This contains the RFC for the scalable vector type alone, without the intrinsics.
This document will not be committed to the codebase, this is only for review.
I will post additions/changes to the RFC here.
This is looking good to me, thanks!
A few comments inline.
Also, can you move this to docs/Proposals, together with the other RFCs, please?
Precisely. This is an optimisation problem, not an IR representation one.
It'd be good to have a small paragraph on why not for both restrictions.
It may not be that simple.
If the middle-end has assumed scalable vectors exist, then it has also added wrapping code for the predication, runtime check of induction evolution, and potentially have used intrinsics to represent concepts that cannot be done in plain IR.
If that's the case, then dropping the scalable would make a lot of other things to fail, potentially not in the legalisation phase, but further down the line, which will be much harder to debug.

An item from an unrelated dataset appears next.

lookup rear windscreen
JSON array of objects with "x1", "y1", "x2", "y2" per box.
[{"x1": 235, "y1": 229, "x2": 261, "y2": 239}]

I think a safer assumption is: if the target doesn't support scalable vectors, then scalable vectors are not legal and need to fail.
This seems like yet another step in the right direction. Of course I may be biased as I've already been happy with previous iterations.
Handling those in the frontend instead sounds like a good tradeoff for how much this simplifies the IR and the size queries in particular, kudos!
I don't think having a primitive IR type be not functional at all on the majority of targets will be acceptable. I also don't understand what problems you are seeing: any scalable vector code the middle end generates has to be valid if the processor implementation the code runs on happens to use a multiple (vscale) of 1, right? Dropping scalable in legalization just means specializing for this case (vscale=1) at compile time.
If target-specific intrinsics are used that can't sensibly be implemented on another target (e.g., SVE first-fault loads), then of course instruction selection should fail. Intrinsics like vscale() or stepvector() are trivial to implement on any fixed-width SIMD architecture though.
Since aggregates containing scalable vectors aren't part of this proposal any more, is one of these two integers always zero? If so, how about instead returning one integer and a flag indicating if it needs to be scaled by the runtime multile (similar to VectorType::ElementCount)?
Ah, I didn't spot that. Will do. Does phabricator automatically copy across the inline comments?
Our original approach assumed that scalable vectors being illegal on other targets would be sufficient, but the feedback I got at the dev meeting indicated otherwise -- hence this change.
As Robin says, the IR must be valid for vscale being 1 (as well as any other value), and the proposed intrinsics can easily be lowered to something appropriate for fixed-length vectors.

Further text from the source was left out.